Le gouvernement a décidé d’accorder une « aide exceptionnelle » allant jusqu’à trois millions d’euros aux producteurs de noisettes pour les aider à surmonter des difficultés économiques liées à une baisse de récolte en 2024.
Cette aide exceptionnelle, d’un montant « maximal » de trois millions d’euros, vise à compenser une partie des pertes de chiffre d’affaires des exploitations les plus touchées depuis lors, explique le ministère de l’Agriculture lundi.
La filière noisette française – environ 350 producteurs – a subi une baisse de rendement en 2024 liée à des facteurs climatiques et sanitaires, en particulier la pression des ravageurs (punaise diabolique et balanin).
La noisette fait partie des productions dont les représentants réclament une dérogation à l’interdiction de l’acétamipride, pesticide de la famille des néonicotinoïdes.
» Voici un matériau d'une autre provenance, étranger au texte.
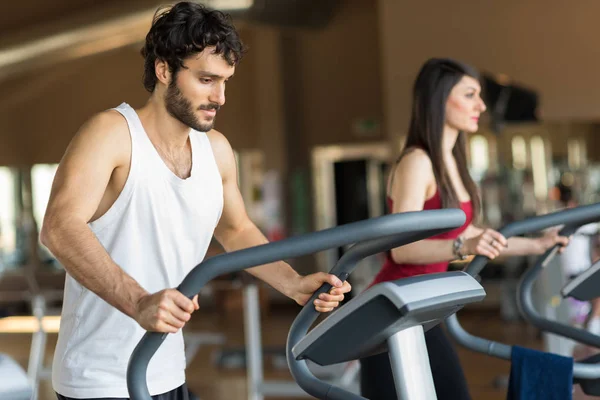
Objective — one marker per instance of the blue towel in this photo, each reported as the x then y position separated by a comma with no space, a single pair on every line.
535,375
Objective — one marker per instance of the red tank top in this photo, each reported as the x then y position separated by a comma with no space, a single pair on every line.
392,271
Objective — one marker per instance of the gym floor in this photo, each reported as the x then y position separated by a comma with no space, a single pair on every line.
213,383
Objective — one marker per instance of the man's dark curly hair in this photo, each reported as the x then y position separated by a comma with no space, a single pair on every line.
186,29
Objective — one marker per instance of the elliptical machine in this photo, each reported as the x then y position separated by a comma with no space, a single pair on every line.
390,317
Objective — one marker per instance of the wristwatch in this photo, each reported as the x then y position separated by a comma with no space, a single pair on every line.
457,247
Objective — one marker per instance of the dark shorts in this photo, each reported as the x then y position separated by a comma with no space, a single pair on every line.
180,393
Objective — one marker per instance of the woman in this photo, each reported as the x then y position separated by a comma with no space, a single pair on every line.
432,173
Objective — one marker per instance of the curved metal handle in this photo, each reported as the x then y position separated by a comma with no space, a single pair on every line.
527,309
571,218
288,248
347,263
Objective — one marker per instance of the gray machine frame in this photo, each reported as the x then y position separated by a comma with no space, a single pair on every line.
584,287
390,317
393,230
571,218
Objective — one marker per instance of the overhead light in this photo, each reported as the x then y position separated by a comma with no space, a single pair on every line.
228,4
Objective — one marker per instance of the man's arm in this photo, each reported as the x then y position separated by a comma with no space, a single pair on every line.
236,231
100,147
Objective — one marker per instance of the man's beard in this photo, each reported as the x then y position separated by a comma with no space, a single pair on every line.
181,109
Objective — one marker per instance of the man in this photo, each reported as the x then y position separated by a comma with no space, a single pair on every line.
135,202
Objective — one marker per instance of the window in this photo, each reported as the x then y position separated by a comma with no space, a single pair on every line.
519,152
8,207
42,176
538,165
576,153
479,155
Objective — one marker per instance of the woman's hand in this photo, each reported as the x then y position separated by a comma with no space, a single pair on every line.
489,243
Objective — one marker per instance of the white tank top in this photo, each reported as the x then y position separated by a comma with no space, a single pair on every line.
158,229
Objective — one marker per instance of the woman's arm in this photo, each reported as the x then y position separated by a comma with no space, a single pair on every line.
522,246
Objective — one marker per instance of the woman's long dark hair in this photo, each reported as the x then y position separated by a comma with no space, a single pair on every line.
430,92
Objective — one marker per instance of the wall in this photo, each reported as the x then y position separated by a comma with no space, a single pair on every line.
545,45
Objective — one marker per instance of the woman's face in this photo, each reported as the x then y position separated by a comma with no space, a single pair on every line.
464,105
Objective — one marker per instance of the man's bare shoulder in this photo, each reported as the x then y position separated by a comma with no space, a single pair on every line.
223,153
108,124
106,131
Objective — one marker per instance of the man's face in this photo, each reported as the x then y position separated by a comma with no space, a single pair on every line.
197,91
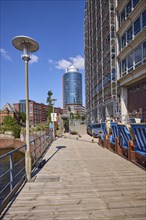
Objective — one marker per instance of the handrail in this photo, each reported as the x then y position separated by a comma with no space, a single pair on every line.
13,172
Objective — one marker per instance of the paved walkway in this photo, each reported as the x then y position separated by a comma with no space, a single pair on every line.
82,180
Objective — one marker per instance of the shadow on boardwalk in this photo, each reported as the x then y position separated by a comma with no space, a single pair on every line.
82,181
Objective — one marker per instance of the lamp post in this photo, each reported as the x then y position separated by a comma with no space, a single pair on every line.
53,103
26,45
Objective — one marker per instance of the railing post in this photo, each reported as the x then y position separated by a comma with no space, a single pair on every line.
11,172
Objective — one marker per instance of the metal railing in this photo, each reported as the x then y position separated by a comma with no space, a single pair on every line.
12,167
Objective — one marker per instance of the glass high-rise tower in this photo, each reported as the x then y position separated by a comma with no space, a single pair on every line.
72,89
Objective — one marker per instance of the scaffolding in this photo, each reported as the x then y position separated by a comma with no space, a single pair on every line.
102,99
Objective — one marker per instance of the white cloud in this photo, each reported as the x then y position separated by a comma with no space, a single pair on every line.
77,61
34,59
63,64
5,54
50,61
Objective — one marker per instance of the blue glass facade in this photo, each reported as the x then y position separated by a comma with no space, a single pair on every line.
72,83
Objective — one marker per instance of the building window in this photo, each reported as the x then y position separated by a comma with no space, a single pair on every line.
135,3
123,43
124,67
144,52
128,8
129,34
130,62
137,26
144,19
123,16
138,56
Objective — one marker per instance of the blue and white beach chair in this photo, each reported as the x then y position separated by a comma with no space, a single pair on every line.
105,135
113,136
123,140
138,146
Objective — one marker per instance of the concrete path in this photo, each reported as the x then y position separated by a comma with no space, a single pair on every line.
82,180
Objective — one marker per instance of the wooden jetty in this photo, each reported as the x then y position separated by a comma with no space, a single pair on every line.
82,180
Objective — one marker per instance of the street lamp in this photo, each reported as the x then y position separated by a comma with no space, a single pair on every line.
26,45
53,103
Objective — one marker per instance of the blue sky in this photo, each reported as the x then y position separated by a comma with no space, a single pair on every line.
58,27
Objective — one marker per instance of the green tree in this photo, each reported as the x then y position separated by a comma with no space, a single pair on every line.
10,124
50,107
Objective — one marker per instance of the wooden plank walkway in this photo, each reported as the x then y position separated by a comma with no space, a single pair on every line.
82,180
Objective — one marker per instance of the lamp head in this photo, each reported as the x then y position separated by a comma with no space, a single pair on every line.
25,44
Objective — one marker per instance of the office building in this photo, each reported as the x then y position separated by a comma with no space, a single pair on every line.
115,59
72,91
131,57
100,60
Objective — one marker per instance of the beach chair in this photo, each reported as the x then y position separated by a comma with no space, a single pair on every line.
137,147
103,138
114,134
122,141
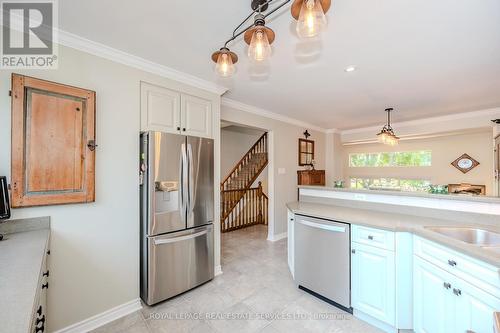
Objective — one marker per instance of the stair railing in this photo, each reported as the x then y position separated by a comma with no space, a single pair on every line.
245,172
251,209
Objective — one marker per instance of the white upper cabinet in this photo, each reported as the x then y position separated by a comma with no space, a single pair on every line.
160,109
196,116
170,111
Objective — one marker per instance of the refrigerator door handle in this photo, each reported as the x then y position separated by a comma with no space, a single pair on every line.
184,182
191,179
180,239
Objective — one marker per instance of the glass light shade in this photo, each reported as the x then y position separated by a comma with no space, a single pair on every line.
224,66
388,139
311,19
259,49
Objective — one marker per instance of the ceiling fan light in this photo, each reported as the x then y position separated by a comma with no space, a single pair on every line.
260,48
311,19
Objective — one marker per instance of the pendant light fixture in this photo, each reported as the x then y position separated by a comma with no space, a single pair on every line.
310,16
259,38
311,20
225,60
386,135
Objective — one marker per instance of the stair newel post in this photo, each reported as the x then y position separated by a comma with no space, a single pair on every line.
259,203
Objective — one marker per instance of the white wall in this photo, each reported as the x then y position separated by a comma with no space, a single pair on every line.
94,261
285,136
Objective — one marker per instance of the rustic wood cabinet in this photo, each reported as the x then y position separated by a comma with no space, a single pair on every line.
311,177
53,143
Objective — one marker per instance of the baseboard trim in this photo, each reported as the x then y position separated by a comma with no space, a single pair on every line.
374,322
274,238
218,270
103,318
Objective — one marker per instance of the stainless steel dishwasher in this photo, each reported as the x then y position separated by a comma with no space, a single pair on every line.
322,259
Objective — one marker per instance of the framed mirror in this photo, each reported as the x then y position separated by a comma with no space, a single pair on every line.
306,152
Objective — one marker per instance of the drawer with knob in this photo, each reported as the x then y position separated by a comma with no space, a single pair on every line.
469,269
383,239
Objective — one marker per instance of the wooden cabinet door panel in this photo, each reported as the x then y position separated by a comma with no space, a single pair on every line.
51,126
54,149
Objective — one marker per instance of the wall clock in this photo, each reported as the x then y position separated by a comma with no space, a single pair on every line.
465,163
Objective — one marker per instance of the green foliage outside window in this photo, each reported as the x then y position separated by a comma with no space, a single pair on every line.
391,159
393,184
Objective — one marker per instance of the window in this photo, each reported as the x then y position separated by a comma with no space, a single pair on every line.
393,184
391,159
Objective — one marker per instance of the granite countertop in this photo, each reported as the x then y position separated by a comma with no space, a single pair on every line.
402,223
21,258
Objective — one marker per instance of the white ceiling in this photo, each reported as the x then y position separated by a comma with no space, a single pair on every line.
424,58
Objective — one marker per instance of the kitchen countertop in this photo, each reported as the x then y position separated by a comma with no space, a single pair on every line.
21,258
401,223
457,197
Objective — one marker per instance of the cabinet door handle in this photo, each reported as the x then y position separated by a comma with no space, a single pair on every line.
40,320
91,145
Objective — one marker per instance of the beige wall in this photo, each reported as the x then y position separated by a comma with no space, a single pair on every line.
94,261
444,150
233,146
284,136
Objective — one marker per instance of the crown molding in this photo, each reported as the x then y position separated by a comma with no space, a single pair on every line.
268,114
332,131
431,120
86,45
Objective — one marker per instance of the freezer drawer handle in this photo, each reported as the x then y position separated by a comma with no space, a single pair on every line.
322,226
179,239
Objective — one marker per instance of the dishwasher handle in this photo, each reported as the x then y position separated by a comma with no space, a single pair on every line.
327,227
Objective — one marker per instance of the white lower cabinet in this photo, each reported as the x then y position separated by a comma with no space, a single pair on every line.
474,309
373,282
444,303
432,298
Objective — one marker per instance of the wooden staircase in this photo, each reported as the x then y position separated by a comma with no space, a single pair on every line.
241,205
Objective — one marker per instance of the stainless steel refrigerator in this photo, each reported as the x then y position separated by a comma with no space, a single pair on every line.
177,212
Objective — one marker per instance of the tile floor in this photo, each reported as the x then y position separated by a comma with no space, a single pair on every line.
255,285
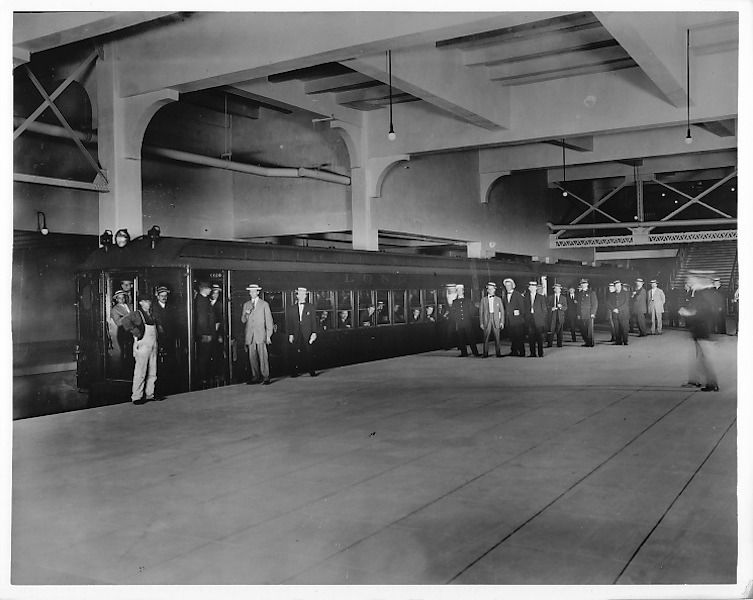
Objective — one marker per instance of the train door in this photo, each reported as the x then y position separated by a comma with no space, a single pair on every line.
212,350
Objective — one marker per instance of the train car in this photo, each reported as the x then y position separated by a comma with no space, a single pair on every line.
369,305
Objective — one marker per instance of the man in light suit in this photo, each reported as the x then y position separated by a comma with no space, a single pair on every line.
259,328
535,311
492,318
302,326
656,301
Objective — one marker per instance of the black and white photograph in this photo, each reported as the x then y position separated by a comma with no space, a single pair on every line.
378,301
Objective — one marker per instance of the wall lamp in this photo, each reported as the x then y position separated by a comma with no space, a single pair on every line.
154,234
42,223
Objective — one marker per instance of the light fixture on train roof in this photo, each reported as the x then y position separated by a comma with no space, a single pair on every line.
42,223
154,234
122,237
105,239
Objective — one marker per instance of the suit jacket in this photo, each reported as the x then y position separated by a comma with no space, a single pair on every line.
639,302
539,315
658,299
497,317
514,305
258,320
588,304
304,326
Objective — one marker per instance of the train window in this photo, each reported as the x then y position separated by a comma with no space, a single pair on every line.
383,307
398,306
344,309
324,302
366,308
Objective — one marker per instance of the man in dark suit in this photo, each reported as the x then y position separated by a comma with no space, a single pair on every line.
492,317
460,313
302,327
619,305
535,311
515,324
557,305
588,304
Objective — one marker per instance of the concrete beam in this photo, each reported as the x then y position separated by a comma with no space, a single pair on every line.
656,44
440,78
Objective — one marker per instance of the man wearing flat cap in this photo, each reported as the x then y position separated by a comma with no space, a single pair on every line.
639,306
557,311
515,324
492,318
588,304
302,328
535,311
257,317
656,302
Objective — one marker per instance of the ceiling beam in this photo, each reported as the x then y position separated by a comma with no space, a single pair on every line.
657,45
441,79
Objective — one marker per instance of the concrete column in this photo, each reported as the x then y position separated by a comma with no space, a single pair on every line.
120,131
365,231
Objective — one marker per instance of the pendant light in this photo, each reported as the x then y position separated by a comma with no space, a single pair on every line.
688,137
391,136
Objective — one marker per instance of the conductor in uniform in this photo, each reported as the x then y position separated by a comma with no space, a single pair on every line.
460,313
257,317
492,318
302,330
588,304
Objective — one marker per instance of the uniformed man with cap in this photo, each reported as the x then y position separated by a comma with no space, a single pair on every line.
257,317
619,305
492,318
656,302
557,311
141,325
515,324
639,306
588,304
302,328
460,313
700,316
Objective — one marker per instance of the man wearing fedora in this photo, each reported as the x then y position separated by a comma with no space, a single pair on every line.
302,327
492,318
257,317
656,300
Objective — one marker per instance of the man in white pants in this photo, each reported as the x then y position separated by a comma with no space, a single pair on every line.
140,323
656,302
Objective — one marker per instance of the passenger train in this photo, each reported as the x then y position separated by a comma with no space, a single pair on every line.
369,305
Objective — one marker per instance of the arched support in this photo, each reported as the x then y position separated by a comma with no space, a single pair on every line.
377,170
485,183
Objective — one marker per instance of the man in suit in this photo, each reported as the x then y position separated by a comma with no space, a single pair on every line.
588,304
535,311
460,313
492,318
302,329
656,301
639,306
619,306
557,310
257,317
515,324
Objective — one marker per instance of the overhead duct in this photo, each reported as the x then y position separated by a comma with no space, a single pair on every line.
198,159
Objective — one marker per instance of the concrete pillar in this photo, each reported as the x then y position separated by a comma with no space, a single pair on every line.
120,131
365,231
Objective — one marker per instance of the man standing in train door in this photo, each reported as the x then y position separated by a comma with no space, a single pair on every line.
515,325
302,332
492,317
259,328
588,304
140,323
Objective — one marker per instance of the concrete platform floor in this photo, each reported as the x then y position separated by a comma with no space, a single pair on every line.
588,466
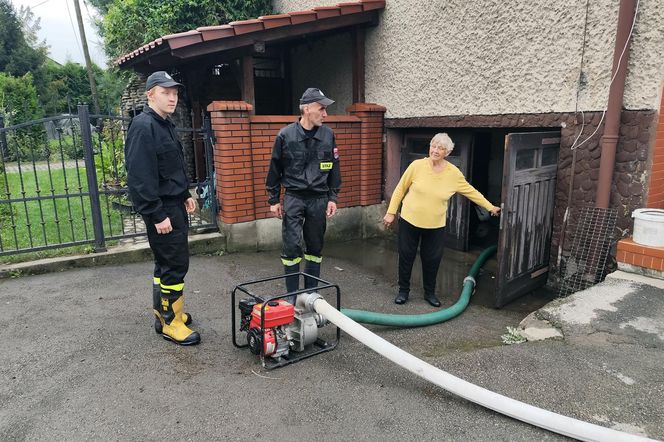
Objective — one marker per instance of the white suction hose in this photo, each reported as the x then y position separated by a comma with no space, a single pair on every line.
518,410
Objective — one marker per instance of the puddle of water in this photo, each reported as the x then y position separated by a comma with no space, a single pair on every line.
379,255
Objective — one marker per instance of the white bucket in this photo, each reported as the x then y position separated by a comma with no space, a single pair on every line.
649,227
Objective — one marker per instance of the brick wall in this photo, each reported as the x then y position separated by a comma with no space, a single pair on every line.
639,255
244,145
656,184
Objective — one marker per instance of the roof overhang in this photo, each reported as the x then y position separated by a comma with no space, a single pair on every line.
177,49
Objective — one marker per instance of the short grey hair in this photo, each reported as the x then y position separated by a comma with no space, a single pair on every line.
444,140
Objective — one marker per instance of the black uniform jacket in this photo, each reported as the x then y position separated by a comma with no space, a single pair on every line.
155,165
306,167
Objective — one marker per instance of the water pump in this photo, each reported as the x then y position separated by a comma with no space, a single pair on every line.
277,330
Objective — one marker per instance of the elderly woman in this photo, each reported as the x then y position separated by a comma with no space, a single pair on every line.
425,188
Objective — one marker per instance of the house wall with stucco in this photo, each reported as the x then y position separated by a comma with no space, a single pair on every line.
486,57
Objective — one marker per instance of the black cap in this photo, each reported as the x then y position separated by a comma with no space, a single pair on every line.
160,78
315,95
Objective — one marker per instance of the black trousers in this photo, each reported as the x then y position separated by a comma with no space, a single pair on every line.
303,217
171,250
430,242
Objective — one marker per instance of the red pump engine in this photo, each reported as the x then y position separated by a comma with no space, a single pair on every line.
277,313
284,327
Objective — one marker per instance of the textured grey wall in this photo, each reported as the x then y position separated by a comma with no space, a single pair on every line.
325,64
455,57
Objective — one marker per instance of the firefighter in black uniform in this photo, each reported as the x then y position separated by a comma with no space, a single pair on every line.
305,161
158,188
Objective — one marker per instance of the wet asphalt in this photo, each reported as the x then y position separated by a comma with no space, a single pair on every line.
81,361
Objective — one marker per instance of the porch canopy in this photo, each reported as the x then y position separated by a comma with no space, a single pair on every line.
250,60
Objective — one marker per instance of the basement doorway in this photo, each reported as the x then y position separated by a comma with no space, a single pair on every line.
517,169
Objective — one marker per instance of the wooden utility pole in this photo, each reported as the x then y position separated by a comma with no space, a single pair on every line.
86,54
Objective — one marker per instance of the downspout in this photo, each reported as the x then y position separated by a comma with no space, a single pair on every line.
609,139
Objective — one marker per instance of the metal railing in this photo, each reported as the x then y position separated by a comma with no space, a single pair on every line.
63,183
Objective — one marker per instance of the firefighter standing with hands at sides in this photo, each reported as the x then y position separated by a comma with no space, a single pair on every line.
158,188
305,161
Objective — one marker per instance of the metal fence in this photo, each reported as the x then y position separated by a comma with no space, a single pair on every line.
63,183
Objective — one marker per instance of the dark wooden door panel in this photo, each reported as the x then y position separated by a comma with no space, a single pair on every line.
529,183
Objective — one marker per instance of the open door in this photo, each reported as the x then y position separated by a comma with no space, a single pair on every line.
416,146
529,182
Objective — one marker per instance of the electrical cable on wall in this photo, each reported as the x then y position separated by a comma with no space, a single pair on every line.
629,36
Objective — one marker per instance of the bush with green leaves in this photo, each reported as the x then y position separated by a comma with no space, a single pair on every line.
19,104
129,24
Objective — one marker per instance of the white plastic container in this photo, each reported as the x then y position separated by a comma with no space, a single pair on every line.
649,227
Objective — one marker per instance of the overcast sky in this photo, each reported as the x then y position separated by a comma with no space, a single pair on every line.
60,29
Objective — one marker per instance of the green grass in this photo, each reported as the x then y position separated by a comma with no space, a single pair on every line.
52,220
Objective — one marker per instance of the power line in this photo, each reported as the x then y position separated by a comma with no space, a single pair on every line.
39,4
78,42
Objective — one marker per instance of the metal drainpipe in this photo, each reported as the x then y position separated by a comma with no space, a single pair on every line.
609,139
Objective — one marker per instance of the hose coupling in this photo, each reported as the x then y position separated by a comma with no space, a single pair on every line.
470,279
306,301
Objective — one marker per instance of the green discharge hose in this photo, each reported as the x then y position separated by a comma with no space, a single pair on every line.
422,320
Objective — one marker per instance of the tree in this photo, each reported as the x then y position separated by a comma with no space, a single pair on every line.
18,104
62,87
31,25
129,24
16,56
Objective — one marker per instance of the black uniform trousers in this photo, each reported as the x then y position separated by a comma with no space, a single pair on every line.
171,250
430,242
303,217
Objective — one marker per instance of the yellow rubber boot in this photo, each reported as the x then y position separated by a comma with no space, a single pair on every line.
173,326
156,303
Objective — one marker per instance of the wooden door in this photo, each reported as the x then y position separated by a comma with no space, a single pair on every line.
529,182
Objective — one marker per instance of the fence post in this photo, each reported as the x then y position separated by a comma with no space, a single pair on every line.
4,147
91,173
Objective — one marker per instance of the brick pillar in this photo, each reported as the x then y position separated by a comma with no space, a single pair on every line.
232,160
371,153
Ce fruit est de nouveau cité dans la nouvelle proposition de loi du sénateur LR Laurent Duplomb, qui vise à permettre des dérogations encadrées à l’interdiction de l’acétamipride et du flupyradiflurone, qui a le même mode d’action, pour quatre filières (betterave sucrière, noisette, pomme, cerise).
A l’automne dernier, l’institut de recherche Inrae avait relevé en particulier les difficultés de la noisette et ses pertes de récoltes, dans un rapport sur les alternatives aux néonicotinoïdes demandé par le ministère.
Pour ce fruit, en attendant que des traitements nouveaux, incluant de la lutte biologique, soient opérationnels, « la lutte chimique reste le seul levier efficace, mais qui repose sur un usage déraisonnable des (insecticides) pyréthrinoïdes. C’est ce qui conduit la filière à demander une dérogation pour l’utilisation de l’acétamipride pendant une période transitoire », soulignait le rapport, se gardant cependant de se prononcer sur cette substance.
Le dispositif d’aide précisé lundi cible les producteurs ayant un taux de spécialisation en noisettes d’au moins 25% et ayant subi une perte d’excédent brut d’exploitation d’au moins 20%.
Ils pourront déposer leur demande d’aide via un téléservice géré par l’organisme public FranceAgriMer.